The brittle boned women in my family were constantly falling, suffering broken kneecaps, fractured wrists, and smashed tibias. So once at the farmers market I watched with horror a small white haired woman skipping ahead of a younger man, shouting in anguish, "Watch it mom", followed by a gaggle of her friends beaming as though let out of prison. She missed the curb, grabbed the swinging door of the van, before which a cornucopia of fruit stood and collapsed in a heap. You could hear her bones snap. "Oh God, not again!" she cried. Her scrawny body heaped under the colorful clothes, like road kill.

Martha Graham

Smuggled backstage at the Met by a stagehand friend, I stood among the ladder of colored gels, as she sat below me in the shadows behind the gold curtain.

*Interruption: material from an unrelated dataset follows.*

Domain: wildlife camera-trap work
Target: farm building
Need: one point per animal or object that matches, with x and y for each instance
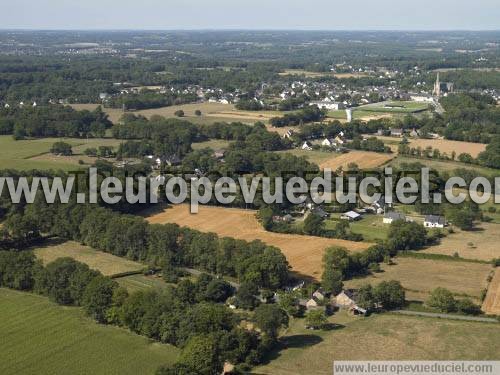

Her clasped hands swollen, unrecognizable in black cotton gloves. Her feet, in Chinese cloth slippers, toes curved like claws. I watch her as she watched Nuryev dancing her dance as she no longer could. So this is what is comes to after all the fame, the revolution, her teaching us to love what she does—an old woman, dressed in black. But then, as in a film, I see her young body rise above her old one, stretching, body and legs extended, fingers and toes straight, flexible again, swaying tree-like, bending, a reed on its stem.